Analisando o momento, penso que podia ter sido muito mais potencializado por mim, partindo da pergunta do AfS. Eu poderia ter explicado que ele tinha escrito algumas letras, mas que na verdade, aquelas letras todas juntas não formavam uma palavra e tentar perceber se existia alguma palavra que ele gostava de saber escrever. Podíamos ter conversado sobre a direccionalidade da escrita ou sobre a necessidade de separar as palavras entre si (já que as letras dele estavam todas seguidas na linha). Poderia ter incentivado a identificação de letras iguais e a sua contagem.

Estar desperta para a curiosidade das crianças e saber partir dela para criar situações desafiantes é extremamente importante para manter a sua vontade em conhecer e aprender e, por isso, preciso de responder-lhes de forma mais apropriada. Em termos do contexto da sala de atividades, julgo realmente que o ambiente proporcionado, em termos da organização da sala e do tipo de atividades incentivadas, assim como da postura dos adultos, é um amplo promotor do contacto com a escrita e leitura e da exploração destas competências (Mata, 2008).

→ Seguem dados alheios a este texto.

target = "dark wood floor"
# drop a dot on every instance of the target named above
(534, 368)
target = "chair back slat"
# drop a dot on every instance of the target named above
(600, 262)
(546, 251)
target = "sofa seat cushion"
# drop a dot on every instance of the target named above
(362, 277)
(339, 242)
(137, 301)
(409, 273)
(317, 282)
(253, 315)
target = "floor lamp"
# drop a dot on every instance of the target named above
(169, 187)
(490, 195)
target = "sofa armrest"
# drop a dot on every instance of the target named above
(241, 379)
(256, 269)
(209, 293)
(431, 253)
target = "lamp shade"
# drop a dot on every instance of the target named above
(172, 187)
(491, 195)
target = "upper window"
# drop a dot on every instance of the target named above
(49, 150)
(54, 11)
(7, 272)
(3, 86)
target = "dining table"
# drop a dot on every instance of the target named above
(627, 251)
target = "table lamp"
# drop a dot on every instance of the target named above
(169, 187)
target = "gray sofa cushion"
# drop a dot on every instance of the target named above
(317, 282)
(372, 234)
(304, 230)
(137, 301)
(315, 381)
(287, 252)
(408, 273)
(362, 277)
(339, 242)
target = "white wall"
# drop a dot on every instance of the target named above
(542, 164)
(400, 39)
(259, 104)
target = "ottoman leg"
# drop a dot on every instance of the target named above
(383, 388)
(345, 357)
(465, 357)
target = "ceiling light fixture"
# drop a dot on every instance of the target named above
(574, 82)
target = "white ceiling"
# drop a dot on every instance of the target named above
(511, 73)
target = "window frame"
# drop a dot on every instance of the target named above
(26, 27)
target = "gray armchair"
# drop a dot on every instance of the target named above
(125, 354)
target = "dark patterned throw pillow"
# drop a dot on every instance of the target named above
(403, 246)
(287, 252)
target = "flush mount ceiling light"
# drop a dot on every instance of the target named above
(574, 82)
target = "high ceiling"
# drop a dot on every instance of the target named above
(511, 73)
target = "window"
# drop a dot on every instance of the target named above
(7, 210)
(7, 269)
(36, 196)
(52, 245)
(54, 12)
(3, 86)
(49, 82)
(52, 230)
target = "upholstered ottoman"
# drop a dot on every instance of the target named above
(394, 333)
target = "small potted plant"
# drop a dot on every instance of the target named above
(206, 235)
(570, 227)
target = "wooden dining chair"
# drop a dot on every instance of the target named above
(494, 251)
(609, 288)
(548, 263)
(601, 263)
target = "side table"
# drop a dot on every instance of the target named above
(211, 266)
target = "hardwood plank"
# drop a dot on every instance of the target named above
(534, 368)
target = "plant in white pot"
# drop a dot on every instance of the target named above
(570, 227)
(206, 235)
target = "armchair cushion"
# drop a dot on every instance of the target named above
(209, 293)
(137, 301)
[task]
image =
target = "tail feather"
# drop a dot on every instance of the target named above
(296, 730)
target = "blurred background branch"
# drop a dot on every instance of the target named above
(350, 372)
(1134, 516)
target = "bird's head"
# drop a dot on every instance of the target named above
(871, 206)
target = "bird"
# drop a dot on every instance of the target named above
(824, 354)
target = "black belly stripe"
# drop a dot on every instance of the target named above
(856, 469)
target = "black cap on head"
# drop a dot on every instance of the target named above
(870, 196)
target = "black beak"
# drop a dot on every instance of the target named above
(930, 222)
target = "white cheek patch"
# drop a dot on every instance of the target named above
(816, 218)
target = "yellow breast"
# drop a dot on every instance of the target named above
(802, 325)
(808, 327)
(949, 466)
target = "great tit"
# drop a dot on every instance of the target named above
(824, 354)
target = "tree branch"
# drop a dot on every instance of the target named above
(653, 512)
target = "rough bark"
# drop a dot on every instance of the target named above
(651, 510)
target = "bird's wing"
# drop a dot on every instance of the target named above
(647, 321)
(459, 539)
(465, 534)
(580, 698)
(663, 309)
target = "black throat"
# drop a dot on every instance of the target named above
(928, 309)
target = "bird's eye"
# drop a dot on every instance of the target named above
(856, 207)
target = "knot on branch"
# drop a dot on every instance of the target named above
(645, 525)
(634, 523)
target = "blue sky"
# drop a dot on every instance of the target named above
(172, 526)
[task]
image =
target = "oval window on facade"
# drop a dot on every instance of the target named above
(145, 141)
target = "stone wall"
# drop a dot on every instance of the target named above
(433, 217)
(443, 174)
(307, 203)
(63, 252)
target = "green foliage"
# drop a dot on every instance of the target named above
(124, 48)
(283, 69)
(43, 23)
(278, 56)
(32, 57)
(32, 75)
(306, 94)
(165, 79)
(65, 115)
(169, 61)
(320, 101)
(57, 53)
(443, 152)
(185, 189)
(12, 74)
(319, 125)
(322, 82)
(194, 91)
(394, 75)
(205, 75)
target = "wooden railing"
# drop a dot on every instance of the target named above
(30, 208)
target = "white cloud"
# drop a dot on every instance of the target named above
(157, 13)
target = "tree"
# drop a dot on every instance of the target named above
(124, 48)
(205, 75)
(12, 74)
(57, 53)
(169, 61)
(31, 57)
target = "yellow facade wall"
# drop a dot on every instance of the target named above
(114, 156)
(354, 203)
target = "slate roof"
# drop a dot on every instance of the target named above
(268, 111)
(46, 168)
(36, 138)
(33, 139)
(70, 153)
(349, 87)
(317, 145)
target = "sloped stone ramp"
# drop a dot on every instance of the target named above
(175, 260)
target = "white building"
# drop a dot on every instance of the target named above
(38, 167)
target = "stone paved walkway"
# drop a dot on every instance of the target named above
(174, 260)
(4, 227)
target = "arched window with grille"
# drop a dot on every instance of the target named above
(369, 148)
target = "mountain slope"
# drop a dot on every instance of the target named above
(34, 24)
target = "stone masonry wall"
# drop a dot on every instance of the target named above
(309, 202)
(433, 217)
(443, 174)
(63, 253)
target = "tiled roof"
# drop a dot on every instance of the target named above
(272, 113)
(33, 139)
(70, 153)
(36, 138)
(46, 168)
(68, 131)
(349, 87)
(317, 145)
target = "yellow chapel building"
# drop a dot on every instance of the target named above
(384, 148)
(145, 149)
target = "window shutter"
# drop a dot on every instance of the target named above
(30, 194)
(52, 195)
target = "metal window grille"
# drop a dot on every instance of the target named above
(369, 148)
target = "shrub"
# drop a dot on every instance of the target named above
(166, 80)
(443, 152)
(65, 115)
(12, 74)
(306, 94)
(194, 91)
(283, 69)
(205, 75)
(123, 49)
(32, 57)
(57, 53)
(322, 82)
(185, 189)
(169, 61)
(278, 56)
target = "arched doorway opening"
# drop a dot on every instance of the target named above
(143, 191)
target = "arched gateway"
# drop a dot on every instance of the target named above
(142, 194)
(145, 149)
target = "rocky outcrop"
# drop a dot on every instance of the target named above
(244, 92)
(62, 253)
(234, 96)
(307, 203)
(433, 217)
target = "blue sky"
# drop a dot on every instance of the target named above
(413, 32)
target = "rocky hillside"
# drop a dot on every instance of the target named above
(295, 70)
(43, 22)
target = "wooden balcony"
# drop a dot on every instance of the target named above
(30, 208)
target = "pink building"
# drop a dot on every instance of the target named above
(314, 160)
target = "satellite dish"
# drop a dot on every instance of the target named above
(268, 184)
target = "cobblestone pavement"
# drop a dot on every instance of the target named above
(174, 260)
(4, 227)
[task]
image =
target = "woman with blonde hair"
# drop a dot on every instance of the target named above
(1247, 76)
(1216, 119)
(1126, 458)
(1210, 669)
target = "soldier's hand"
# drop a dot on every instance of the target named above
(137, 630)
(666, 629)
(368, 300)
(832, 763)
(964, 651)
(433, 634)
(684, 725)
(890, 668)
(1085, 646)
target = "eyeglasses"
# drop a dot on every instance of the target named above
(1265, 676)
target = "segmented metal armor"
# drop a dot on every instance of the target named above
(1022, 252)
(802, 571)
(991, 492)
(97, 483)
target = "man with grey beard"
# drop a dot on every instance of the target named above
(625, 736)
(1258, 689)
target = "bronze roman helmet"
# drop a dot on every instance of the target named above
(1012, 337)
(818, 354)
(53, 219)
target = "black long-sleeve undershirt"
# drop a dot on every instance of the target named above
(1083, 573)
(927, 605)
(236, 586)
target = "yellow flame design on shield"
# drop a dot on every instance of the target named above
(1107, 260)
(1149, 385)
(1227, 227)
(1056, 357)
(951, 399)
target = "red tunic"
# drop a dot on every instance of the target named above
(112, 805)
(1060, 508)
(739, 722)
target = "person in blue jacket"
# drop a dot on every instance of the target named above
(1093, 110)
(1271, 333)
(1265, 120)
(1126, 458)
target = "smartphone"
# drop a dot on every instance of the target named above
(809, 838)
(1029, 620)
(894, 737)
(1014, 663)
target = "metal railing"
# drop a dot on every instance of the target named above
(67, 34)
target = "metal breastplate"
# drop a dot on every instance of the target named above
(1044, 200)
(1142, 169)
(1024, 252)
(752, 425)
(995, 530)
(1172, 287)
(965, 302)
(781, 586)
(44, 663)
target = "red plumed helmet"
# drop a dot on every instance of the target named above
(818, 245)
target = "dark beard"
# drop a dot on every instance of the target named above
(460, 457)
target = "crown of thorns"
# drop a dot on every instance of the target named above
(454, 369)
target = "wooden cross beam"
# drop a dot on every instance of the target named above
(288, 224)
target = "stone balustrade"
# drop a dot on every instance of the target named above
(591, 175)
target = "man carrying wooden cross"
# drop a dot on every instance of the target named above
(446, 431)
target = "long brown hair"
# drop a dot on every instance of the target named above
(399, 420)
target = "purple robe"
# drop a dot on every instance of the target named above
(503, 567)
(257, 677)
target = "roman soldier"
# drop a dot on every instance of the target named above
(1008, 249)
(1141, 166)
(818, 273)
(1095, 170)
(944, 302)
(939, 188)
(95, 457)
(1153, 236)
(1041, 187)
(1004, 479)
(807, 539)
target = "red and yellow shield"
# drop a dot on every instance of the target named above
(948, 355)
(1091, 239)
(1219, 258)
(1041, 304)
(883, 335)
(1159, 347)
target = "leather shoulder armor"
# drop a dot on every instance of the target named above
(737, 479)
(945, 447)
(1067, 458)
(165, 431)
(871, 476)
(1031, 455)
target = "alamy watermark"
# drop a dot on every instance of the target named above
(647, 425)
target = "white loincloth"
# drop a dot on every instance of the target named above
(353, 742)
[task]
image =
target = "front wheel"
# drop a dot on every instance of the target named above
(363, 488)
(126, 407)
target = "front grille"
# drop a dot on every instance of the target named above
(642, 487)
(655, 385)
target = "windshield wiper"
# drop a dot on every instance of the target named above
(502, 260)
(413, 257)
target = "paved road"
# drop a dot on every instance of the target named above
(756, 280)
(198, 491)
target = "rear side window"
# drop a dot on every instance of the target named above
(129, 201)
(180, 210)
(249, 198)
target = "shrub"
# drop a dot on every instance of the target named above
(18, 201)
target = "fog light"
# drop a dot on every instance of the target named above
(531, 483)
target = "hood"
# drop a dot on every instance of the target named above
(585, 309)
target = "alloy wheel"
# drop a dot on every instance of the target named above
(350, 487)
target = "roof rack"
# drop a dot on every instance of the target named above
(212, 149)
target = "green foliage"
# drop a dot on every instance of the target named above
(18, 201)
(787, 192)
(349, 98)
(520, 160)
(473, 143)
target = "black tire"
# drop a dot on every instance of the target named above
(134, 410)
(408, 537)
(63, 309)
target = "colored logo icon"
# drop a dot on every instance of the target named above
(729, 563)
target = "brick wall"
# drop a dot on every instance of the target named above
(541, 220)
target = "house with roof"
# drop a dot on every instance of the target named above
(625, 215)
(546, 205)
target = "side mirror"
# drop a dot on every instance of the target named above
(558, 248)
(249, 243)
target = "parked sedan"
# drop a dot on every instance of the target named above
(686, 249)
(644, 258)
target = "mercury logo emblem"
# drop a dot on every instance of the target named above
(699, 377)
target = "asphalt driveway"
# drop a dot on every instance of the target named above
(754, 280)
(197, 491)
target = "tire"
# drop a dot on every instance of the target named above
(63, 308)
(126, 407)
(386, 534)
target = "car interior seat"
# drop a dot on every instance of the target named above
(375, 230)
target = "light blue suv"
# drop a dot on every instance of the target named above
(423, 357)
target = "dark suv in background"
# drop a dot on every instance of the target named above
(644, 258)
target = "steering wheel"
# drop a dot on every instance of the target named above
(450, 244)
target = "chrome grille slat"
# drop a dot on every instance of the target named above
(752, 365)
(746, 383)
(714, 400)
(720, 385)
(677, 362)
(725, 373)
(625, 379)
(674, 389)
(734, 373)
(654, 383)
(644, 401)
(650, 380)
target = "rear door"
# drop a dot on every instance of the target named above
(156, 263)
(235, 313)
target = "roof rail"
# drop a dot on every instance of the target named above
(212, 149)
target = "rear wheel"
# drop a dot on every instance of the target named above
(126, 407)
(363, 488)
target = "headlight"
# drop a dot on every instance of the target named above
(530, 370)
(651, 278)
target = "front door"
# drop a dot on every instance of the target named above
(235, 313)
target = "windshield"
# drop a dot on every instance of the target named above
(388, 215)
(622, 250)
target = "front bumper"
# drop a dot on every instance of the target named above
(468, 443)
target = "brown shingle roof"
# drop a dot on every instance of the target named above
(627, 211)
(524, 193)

A acrescentar a este ambiente e como modo de complementar os inventários que têm estado a ser construídos, parece-me ser importante que, agora que as crianças já conhecem os materiais da sala, pensar com elas num modo de identificá-los para que vejam escritas novas palavras – por exemplo, na zona de jogos, poderemos escrever que tipo de materiais está guardado em cada caixa (carros, comboios, ferramentas, legos, …); nas caixas da área da casinha, especificar que materiais se guardam em cada gaveta (alimentos; loiças; roupas; instrumentos dos médicos…).

Referências:

Mata, L. (2008). A Descoberta da Escrita – Textos de Apoio para Educadores de Infância. Lisboa: Ministério da Educação – Direcção-Geral de Inovação e de Desenvolvimento Curricular.